President Donald Trump’s plans to end birthright citizenship with an executive order could be at odds with the constitution.
Legal experts are questioning whether the president has the power to change birthright citizenship. Daniel Tagliarina, Utica College Asst. Professor of Government & Politics, says while nothing can actually stop the president from signing an executive order, he doesn't have the power to change the constitution.
The 14th amendment states that "All persons born or naturalized in the United States and subject to the jurisdiction thereof, are citizens of the United States”. According to Tagliarina, the only way to change the constitution is to go through the court system, or to make an amendment.
"Birthright citizenship itself was put into the constitution to repair the damage created by the supreme court's ruling in Dred Scott,” Tagliarina said. “Which went so far as to say that African Americans weren't Americans at all. They weren't citizens.

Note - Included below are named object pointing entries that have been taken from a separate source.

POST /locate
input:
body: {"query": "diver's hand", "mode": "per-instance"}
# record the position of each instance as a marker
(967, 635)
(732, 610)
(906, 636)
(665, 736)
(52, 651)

They never were meant to be and couldn't possibly be included, and the only way to fix that was to then amend the constitution to explicitly say that being born here itself creates citizenship rights for everyone, regardless of why they've been here."
President Trump says birthright citizenship for babies born to non-U.S. citizens on American soil will be ended “one way or the other”. In a tweet, he stated that the “new republican majority will work on” ending birthright citizenship, close the immigration loopholes, and secure the border. This comes as a migrant caravan, fleeing Central America, heads to the southern U.S. border.